We few, we happy few, we band of brothers. For he today that sheds his blood with me shall be my brother; be never so vile. This day shall gentle his condition. And gentlemen in England now abed shall think themselves accursed they were not here, and hold their manhoods cheap whiles any speaks that fought with us upon Saint Crispin's day.

 

William Shakespeare (1564-1616, British poet, playwright, actor)

 

History shows that there are no invincible armies.

 

Joseph Stalin (1879-1953, Georgian-born Soviet leader)

 

There are few men more superstitious than soldiers. They are, after all, the men who live closest to death.

 

Mary W. Stewart

 

If our soldiers are not overburdened with money, it is not because they have a distaste for riches; if their lives are not unduly long, it is not because they are disinclined to longevity.

 

Sun Tzu (c 400-430 BC, Chinese military strategist, author of "Art of War")

 

Visit the Navy-Yard, and behold a marine, such a man as an American government can make, or such as it can make a man with its black arts -- a mere shadow and reminiscence of humanity, a man laid out alive and standing, and already, as one may say, buried under arms with funeral accompaniments.

 

Henry David Thoreau (1817-1862, American essayist, poet, naturalist)

 

That's what an army is -- a mob; they don't fight with courage that's born in them, but with courage that's borrowed from their mass, and from their officers.

 

Mark Twain (1835-1910, American humorist, writer)

 

In this country it's a good thing to kill an admiral now and then to encourage the others.

 

Francois-Marie Arouet de Voltaire (1694-1778, French historian, writer)

 

The feeling about a soldier is, when all is said and done, he wasn't really going to do very much with his life anyway.

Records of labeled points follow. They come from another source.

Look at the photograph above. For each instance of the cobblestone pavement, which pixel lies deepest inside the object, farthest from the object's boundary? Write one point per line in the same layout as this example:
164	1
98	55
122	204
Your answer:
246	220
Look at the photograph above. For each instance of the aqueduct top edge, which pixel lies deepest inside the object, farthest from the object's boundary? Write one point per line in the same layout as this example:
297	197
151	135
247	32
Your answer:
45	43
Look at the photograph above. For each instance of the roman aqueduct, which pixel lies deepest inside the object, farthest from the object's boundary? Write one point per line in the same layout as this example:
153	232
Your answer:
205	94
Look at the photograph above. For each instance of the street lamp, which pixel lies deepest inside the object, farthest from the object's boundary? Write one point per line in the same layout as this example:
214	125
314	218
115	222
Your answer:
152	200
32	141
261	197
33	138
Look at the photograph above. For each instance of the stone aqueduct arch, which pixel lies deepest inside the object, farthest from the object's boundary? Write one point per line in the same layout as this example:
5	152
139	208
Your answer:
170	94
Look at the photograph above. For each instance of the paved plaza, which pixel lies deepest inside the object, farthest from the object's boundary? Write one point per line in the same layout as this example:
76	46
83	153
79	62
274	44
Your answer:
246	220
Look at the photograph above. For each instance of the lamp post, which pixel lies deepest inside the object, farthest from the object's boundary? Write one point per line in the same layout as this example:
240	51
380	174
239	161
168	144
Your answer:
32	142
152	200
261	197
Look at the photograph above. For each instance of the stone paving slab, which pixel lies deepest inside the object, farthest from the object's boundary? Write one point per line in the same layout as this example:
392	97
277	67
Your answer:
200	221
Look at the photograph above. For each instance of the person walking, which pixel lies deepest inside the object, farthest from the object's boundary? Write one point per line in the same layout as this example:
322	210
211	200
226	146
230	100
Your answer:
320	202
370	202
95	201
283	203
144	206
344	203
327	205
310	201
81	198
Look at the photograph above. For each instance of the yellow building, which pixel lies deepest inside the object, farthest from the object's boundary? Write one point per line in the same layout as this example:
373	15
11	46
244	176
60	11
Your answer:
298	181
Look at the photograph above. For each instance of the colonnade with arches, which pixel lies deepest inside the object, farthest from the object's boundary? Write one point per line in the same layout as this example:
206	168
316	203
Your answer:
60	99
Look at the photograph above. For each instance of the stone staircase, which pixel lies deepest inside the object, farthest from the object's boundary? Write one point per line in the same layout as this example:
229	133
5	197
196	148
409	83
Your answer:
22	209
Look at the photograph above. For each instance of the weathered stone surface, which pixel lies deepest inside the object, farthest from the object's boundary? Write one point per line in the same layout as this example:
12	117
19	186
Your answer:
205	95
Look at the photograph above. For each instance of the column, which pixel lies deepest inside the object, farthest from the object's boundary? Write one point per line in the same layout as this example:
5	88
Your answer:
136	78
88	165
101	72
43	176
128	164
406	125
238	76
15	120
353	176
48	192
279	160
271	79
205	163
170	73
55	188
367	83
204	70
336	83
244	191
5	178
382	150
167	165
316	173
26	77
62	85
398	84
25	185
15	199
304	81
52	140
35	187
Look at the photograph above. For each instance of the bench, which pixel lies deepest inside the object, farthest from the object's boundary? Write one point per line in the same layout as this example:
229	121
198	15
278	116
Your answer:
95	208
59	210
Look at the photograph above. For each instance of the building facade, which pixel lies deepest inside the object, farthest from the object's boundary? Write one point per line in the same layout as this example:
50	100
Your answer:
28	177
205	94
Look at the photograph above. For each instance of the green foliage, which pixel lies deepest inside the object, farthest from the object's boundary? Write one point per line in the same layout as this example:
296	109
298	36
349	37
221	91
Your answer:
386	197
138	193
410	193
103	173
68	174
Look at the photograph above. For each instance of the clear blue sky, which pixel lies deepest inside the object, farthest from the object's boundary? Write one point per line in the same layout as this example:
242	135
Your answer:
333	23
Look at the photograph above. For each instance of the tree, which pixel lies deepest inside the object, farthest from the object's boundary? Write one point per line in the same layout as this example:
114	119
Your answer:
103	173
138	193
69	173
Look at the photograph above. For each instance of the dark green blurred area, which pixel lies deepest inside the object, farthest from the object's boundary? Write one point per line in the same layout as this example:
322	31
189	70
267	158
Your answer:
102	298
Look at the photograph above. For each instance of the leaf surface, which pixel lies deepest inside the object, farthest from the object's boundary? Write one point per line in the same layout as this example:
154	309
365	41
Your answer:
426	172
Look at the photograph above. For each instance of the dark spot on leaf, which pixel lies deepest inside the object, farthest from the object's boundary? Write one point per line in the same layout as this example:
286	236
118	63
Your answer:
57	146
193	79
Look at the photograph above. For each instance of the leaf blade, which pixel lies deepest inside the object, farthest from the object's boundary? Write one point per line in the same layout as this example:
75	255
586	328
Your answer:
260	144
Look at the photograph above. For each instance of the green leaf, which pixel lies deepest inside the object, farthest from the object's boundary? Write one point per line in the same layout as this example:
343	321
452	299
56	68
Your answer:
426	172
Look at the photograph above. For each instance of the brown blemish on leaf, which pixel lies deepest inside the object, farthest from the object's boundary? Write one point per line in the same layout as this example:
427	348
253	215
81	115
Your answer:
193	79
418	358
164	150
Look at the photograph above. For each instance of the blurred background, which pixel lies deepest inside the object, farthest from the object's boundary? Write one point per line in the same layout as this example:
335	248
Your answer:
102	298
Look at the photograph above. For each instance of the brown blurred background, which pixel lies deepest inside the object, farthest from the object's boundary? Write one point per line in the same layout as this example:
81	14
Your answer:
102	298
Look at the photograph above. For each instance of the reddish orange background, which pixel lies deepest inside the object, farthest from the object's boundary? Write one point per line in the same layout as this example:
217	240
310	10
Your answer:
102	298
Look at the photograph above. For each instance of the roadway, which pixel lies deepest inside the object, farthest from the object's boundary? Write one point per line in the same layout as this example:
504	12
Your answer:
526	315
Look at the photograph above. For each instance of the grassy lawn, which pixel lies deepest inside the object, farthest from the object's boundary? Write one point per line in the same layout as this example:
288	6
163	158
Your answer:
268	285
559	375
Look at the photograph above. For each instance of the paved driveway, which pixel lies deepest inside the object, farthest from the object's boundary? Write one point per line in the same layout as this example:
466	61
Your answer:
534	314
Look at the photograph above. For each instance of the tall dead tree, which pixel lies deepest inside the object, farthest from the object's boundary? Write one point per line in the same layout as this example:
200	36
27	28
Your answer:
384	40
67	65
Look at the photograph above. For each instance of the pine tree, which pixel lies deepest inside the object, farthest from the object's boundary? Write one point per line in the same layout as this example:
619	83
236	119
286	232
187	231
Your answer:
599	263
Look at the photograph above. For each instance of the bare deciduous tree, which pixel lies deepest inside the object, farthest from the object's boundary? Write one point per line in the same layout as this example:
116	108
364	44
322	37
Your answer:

The example usually is: "he wasn't going to compose Beethoven's Fifth."

 

Kurt Vonnegut Jr. (1922-, American novelist)

 

When we assumed the Soldier, we did not lay aside the Citizen.

 

George Washington (1732-1799, American President (1st))

 

I don't know what effect these men will have upon the enemy, but, by God, they terrify me.

 

Arthur (Duke of Wellington) Wellesley (1769-1852, British statesman, military leader)

 

We have in the service the scum of the earth as common soldiers.

 

Arthur (Duke of Wellington) Wellesley (1769-1852, British statesman, military leader)

 

O the joy of the strong-brawn'd fighter, towering in the arena in perfect condition, conscious of power, thirsting to meet his opponent.

 

Walt Whitman (1819-1892, American poet)

 

Making the world safe for hypocrisy.

 

Thomas Wolfe (1931-, American author, journalist)

 

Standing armies can never consist of resolute robust men; they may be well-disciplined machines, but they will seldom contain men under the influence of strong passions, or with very vigorous faculties.

 

Mary Wollstonecraft (1759-1797, British feminist writer)

 

Those that I fight I do not hate, those that I guard I do not love.